Monday, October 25, 2010

Why not let docs have their own order sets?

Last week, I was asked a question I'd been asked many times before, by someone who was helping another hospital set up their EMR :

"Why shouldn't we let our docs make their own order sets?"

The reason I was asked this is because many EMR packages have this feature, where docs can make their own order sets for their own convenience. 

  1. Every doc struggles with efficiency, and making your own order sets certainly is tempting. Why not make order sets that accomplish exactly what you want? After all, if I'm a practicing physician, and I know what orders I 'always put in' in certain scenarios, why shouldn't I be able to make my own order sets?
  2. We could save so much committee time if the docs could just make their own order sets!
  3. If the docs could make their own order sets, they would probably feel "more comfortable" with order sets and CPOE, in general - Wouldn't this help us with our EMR implementation? Wouldn't we get a higher CPOE rate faster?
  4. It would save the time and labor of converting their old paper order sets - (Which, as I've discussed in past postings, are often loaded with embedded protocols which are expensive and time-consuming to engineer out!) - Just let the doctors make their own order sets!
  5. If docs could make their own order sets, then they probably wouldn't blame some poor informaticist for making a bad order set for them.
  1. If every doc can make their own order sets, you have no centralized mechanism for clinical decision support. For example, if your pharmacy previously paid a lot for omeprazole, and it suddenly gets a good deal on pantoprazole, you will probably want all of your doctors to take advantage of the cost savings by steering them towards pantoprazole (when backed by good evidence) - If they all have their own order sets, you won't be able to help guide physician behavior and take advantage of this cost savings. 
  2. If every doc can make their own order sets, you also have no centralized mechanism for standardizing care. E.g. an appendectomy could get very different care, depending on which physician was using which appendectomy order set. (Most hospital administrators are trying to standardize care to improve quality and reduce costs.)
  3. Order sets need to be maintained regularly, to be kept safe, evidence-based, and efficient. If every doc can make their own order sets, you may quickly end up with many, many different order sets which can be a challenge to maintain, from a technical standpoint. What are you going to do when new guidelines suggest you should be using different drugs to treat pneumonia? How will you find which order sets you need to update? Do you have the resources to keep ALL of your order sets updated? 
  4. If every doc can make their own order sets, you will miss out on the opportunity to teach your physicians what informatics is, and how they can improve their own care through evidence-based practice and standardization of processes.
I will admit, as a practicing physician, myself, there are times where I wish I could just make my own order sets. But I will also admit that being challenged on my own order sets is a great learning experience, and ultimately, sharing the discussion with my colleagues, and reviewing the literature is the best learning experience of them all. 

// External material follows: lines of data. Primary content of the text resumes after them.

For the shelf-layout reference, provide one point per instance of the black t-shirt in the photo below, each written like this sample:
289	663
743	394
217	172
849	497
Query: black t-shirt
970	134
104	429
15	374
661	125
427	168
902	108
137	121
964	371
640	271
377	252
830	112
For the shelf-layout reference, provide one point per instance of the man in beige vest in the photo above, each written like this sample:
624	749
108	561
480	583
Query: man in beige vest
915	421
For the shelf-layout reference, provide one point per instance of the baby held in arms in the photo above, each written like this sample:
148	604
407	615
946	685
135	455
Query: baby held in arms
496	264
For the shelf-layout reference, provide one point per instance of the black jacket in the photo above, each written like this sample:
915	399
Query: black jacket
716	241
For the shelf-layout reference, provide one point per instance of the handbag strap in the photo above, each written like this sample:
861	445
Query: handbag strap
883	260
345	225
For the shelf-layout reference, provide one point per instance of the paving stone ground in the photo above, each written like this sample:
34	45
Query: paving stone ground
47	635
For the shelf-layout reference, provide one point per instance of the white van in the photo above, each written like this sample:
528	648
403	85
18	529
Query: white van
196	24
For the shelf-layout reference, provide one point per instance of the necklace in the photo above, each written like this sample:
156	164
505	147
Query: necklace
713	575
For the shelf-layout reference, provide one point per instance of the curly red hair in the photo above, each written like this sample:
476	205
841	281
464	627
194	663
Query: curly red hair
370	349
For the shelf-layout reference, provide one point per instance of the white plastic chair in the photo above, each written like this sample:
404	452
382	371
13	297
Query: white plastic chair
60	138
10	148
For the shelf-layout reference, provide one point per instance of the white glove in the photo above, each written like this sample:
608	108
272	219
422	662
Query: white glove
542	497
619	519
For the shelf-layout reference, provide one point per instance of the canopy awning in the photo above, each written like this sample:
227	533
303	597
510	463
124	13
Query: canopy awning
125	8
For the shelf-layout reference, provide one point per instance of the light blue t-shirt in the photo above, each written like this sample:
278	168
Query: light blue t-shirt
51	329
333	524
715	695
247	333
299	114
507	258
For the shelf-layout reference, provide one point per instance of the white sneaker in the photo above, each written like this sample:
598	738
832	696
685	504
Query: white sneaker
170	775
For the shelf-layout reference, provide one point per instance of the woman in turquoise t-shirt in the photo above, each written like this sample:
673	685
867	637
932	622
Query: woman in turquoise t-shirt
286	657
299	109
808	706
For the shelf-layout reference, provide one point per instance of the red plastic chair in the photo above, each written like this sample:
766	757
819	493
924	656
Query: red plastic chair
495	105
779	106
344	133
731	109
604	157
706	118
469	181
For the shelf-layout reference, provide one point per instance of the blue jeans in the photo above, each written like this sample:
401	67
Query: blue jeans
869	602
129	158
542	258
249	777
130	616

(Apparently I'm not the only one who frowns on personal order sets - A final web page, worth reading even though the author is unclear and this looks more like a comment than a legitimate argument : 

Ultimately, every hospital will need to make this decision for themselves, but remember, as I said - With order sets, there are no free lunches. The rule still applies. :)


rvaughnMD said...

Standardization is very important to creating highly reliable outcomes. Unfortunately good evidence is only available for about 20-30% of health care. This does not mean that we should encourage a 'free for all approach' because we can't currently prove one way is better than another. We need to use the EHR as a tool to organize continuous investigations to discover best care. Unfortunately most organizations are so focused on impementing an EHR and 'getting the dollars' for Meaningful Use that they are not properly focusing on creating the clinical infrastructure for achieving consensus and love of change. Intermountain Health Care remains the best example of how to use informatics and EHR to discover new best practices, rapidly implement them across the organization and achieve improved outcomes measured in lives saved. Dr. James feels they have the potential to publish 1000 articles a year based on their continuous improvement process. Buying and installing an EHR will not transform your organization alone; investment in physician informatics leaders, and unparalleled medical staff engagement is an absolute requirement to achieve better outcomes.

Dirk Stanley, MD, MPH said...

Agreed - And most people don't appreciate the cost of maintaining an order set. IMHO they should, like policies, only be built when there is a clear need to standardize a particular process. Letting docs "make their own" is a quick fix for not investing in informatics, but you will lose out on the ability to make changes, cut costs, and improve care quickly.